Averaging rotational landmarks during total knee arthroplasty reduces component malrotation caused by femoral asymmetry.

BACKGROUND: Femoral component malrotation is a common cause of patient dissatisfaction after total knee arthroplasty. The sulcus line (SL) is more accurate than Whiteside's line as it corrects for variation in the coronal orientation of the groove. The hypothesis is that averaging the SL and posterior condylar axis (PCA) will reduce femoral malrotation. METHODS: The component was inserted at a position between the SL and PCA in 91 patients. An intraoperative photograph was taken showing the landmarks. These were compared to the component position achieved relative to the surgical epicondylar axis (SEA) on a postoperative CT scan. The component position was compared to the position achieved using the individual landmarks. RESULTS: Relative to the SEA, the final component position was 0.6° (SD 1.4°, range -3.8° to +4.0°), the coronally corrected SL position was -0.7° (SD 2.3°, -5.5° to +4.6°), the PCA position was 0.9° (SD 1.9°, -6.1° to +5.0°). Averaging the landmarks significantly decreased the variance of the component position compared to using the SL and PCA individually. The number of outliers (>3° from SEA) was also significantly less (p < 0.05) for the average position (2/84) when each was compared to the SL (16/84) and PCA (14/84) individually. In 21/84 (25%) of cases, there was more than 4° of divergence between the SL and PCA. CONCLUSIONS: Averaging the SL and the PCA decreases femoral component malrotation. Femora are frequently asymmetrical in the axial plane. Referencing posterior condyles alone to set rotation is likely to cause high rates of patellofemoral malalignment.

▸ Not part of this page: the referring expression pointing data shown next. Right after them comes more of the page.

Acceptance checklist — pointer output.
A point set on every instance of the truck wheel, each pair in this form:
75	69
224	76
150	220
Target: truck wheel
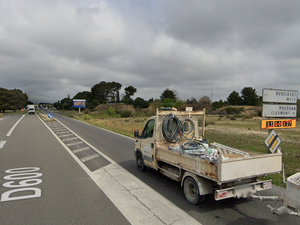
191	191
140	162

Accuracy of patient-specific instrumentation in anatomic and reverse total shoulder arthroplasty.

PURPOSE: Glenoid component malposition is associated with poor function and early failure of both anatomic and reverse total shoulder arthroplasty. Glenoid positioning is challenging particularly in the setting of bone loss or deformity. Recently, the use of computer assistance has been shown to reduce implantation error. The aim of this study is to evaluate the accuracy of patient-specific instrumentation in cases of anatomic and reverse shoulder replacement in vivo. METHODS: Twenty patients underwent total shoulder arthroplasty using a computed tomography (CT)-based patient-specific instrumentation (PSI) system, ten anatomic and ten reverse. Preoperative three-dimensional digital templating of glenoid component position was undertaken and surgery then performed using a custom-made guide. Postoperative CT scans were used to compare final implanted component position to the preoperatively planned position in the same patient. RESULTS: Final component position and orientation closely reflected the preoperatively templated position. Mean deviation in the glenoid version from planned was 1.8° ±1.9° (range, 0.1°-7.3°). Mean deviation in inclination was 1.3° ±1.0° (range, 0.2°-4.5°). Mean deviation in position on the glenoid face was 0.5 ± 0.3 mm (range, 0.0-1.3 mm) in the anteroposterior plane and 0.8 ± 0.5 mm (range, 0.0-1.9 mm) in the superoinferior plane. Actual achieved version was within 7° of neutral in all cases except for one where it was deliberately planned to be outside of this range. CONCLUSION: PSI in both anatomic and reverse shoulder arthroplasty is highly accurate in guiding glenoid component implantation in vivo. The system can reliably correct bony deformity.